R
There are various cluster analysis functions. This article mainly introduces three methods: 层次聚集
, 划分聚类
, 基于模型的聚类
.
data preparation
Before cluster analysis, data can be pre-processed, such as including missing value treatment and data normalization. Take the iris dataset (iris) as an example.
# 数据预处理
mydata <- iris[,1:4]
mydata <- na.omit(mydata) # 删除缺失值
mydata <- scale(mydata) # 数据标准化
Partitioning
K-means
is our most commonly used 欧式距离
clustering algorithm based on, which believes that the closer the distance between two targets, the greater the similarity. The analyst needs to first determine how many categories to divide this set of data, that is, the number of clusters. Plotting the sum of squares within the group against the number of clusters extracted can help determine the appropriate number of clusters.
# 探索最佳聚类个数
# 计算不同个数聚类内部的距离平方和
wss <- (nrow(mydata)-1)*sum(apply(mydata,2,var))
for (i in 2:15) wss[i] <- sum(kmeans(mydata,centers=i)$withinss)
plot(1:15, wss, type="b",
xlab="Number of Clusters",
ylab="Within groups sum of squares")
WSS
The number of clusters that decreases and stabilizes is our optimal cluster. As shown in the figure, the requirement is met when the number of clusters is 4. (3-5 are similar, and there is no unique number of clusters)
# K-Means 聚类分析
fit <- kmeans(mydata, 4) # 聚类数为4
# 每个聚类的均值
aggregate(mydata,by=list(fit$cluster),FUN=mean)
# 添加聚类列
mydata_result <- data.frame(mydata, fit$cluster)
Hierarchical clustering
R language provides a wealth of hierarchical clustering functions, here is a brief introduction Ward
to the hierarchical clustering analysis using methods.
Hierarchical Clustering, literally understood, is hierarchical clustering, and the final result is a tree structure. Technically speaking, hierarchical clustering creates a hierarchically nested clustering tree by calculating the similarity between data points of different categories.
The advantage of hierarchical clustering is that there is no need to specify the number of specific categories . What it gets is a tree. After the clustering is completed, a knife can be cross-cut at any level to get the specified number of clusters.
# Ward 层次聚类
d <- dist(mydata, method = "euclidean") #距离矩阵
fit <- hclust(d, method="ward")
plot(fit) # 聚类树
groups <- cutree(fit, k=3) # 将聚类树切成3个聚类
rect.hclust(fit, k=3, border="red")
pvclust
The functions in the package pvclust()
provide values for hierarchical clustering based on multiscale bootstrap
resampling p
. Clusters that are highly supported by the data will have larger p
values.
# Ward Hierarchical Clustering with Bootstrapped p values
library(pvclust)
fit <- pvclust(mydata, method.hclust="ward",
method.dist="euclidean")
plot(fit) # dendogram with p values
# add rectangles around groups highly supported by the data
pvrect(fit, alpha=.95)
model-based clustering
Model-based clustering methods use maximum likelihood estimation and Bayesian criterion to select the best clustering model and determine the optimal number of clusters among a large number of hypothetical models.

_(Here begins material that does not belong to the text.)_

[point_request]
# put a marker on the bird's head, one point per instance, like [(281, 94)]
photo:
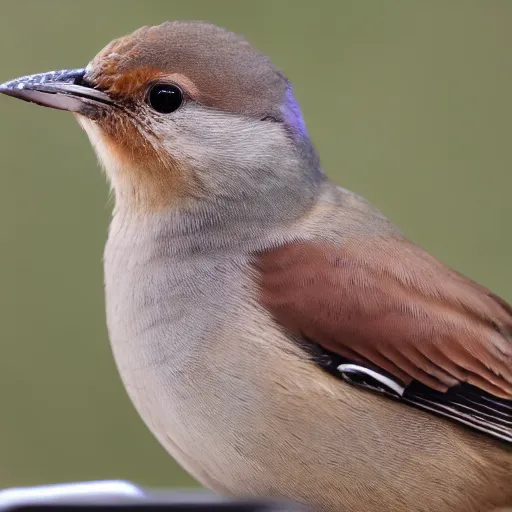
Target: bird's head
[(184, 112)]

Among them, for parameterized Gaussian mixture models, Mclust
the functions in the package Mclust()
select the optimal model according to the BIC of the hierarchical clustering initialization EM.
# Model Based Clustering
library(mclust)
fit <- Mclust(mydata)
plot(fit) # plot results
summary(fit) # display the best model
> summary(fit) # display the best model
----------------------------------------------------
Gaussian finite mixture model fitted by EM algorithm
----------------------------------------------------
Mclust VVV (ellipsoidal, varying volume, shape, and orientation) model with 2 components:
log-likelihood n df BIC ICL
-322.6936 150 29 -790.6956 -790.6969
Clustering table:
1 2
50 100
From the above results, it is better to divide into two clusters.
Cluster visualization
# K-Means Clustering with 5 clusters
fit <- kmeans(mydata, 3)
# vary parameters for most readable graph
library(cluster)
clusplot(mydata, fit$cluster, color=TRUE, shade=TRUE,
labels=2, lines=0)
# Centroid Plot against 1st 2 discriminant functions
install.packages('fpc')
library(fpc)
plotcluster(mydata, fit$cluster)
reference
Quick-R: Cluster Analysis (statmethods.net)(https://www.statmethods.net/advstats/cluster.html)
Canoe Notes 2022 VIP Project
rights and interests:
Sample data and code of all tweets in the 2022 Canoe Notes (updated in real time in the VIP group) .
Canoe Notes Scientific Research Exchange Group .
Half-price purchase
跟着Cell学作图系列合集
(free tutorial + code collection)|Follow Cell to learn to draw a collection of series .
TOLL:
99¥/person . You can add WeChat: mzbj0002
transfer money, or give a reward directly at the end of the article.